I heard of Lingering Inland at I heard about "Lingering Indiana" at Proof: A Midwest Lit Fest - the program put on by Indiana Humanities. I bought the book, and in the past few days ran across a review from The Chicago Sun-Times, A new book makes the case for the Midwest’s literary might
Reflecting on these large-scale demographic changes, Olivarez says in his forward for Lingering Inland, “Because no one is looking to the Midwest for innovation, it has become an excellent place to experiment. The worst has already happened. Our former industries have collapsed or are on life support. What is there to do but dream a new way of living?”
“Lingering Inland” editor Andy Oler says that conception of the future happens when humans connect stories with people and places.

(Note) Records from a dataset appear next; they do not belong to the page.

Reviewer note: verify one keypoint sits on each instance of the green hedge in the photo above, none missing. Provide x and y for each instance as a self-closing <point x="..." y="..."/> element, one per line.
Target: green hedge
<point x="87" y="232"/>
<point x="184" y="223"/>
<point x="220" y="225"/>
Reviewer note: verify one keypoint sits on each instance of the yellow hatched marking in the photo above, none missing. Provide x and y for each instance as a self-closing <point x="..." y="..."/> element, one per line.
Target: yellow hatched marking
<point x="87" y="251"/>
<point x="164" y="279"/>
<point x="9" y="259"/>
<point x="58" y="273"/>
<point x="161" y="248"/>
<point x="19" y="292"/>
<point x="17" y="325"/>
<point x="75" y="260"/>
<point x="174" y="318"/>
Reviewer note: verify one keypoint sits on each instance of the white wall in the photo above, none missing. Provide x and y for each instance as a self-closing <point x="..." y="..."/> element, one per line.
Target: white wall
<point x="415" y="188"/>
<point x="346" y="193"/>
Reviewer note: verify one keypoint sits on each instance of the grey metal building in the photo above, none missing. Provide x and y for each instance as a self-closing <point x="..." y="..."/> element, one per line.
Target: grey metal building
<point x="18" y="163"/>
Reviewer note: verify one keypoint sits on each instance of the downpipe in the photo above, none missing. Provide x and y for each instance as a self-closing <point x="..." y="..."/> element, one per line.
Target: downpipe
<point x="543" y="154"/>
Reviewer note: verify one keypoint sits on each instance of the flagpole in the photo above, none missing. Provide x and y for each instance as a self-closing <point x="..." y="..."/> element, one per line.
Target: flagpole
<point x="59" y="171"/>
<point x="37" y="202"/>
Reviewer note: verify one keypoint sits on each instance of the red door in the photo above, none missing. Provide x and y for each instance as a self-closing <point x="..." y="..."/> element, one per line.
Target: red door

“What this collection is trying to achieve is to take those individual, idiosyncratic stories and start to sort of create a whole mosaic, a much bigger picture of what the region is, of what Chicago is, of like, how we think about the Midwest,” Oler said.
He hopes readers engage with the works slowly, letting the words sit with them. Each essay is around 1,000 words.
“I hope that they don’t read it all at once. I guess maybe, which is maybe a weird thing to say, but the brevity of the essays leads people to, you know, pick up one, read one or two, and put it down and then pick it up again,” Oler said. “I think that it’s something that you can sort of pop in and out of while you’re reading your coffee, while you’re, you know, waiting to leave, like, whatever it is, I think that it’s, it’s a nice little hit, and it, it lets people access it at their own pace.”
The collection is available at University of Illinois Press.
Well, that is what I am doing with the book - nibbling on it. I started with the Indiana writers - Booth Tarkington, Kurt Vonnegut, Michael Martone - and was pleasantly surprised by a non-academic approach. It is very much more oriented to what the Midwestern writer meant to the essayist, not a formal discussion of their literary output.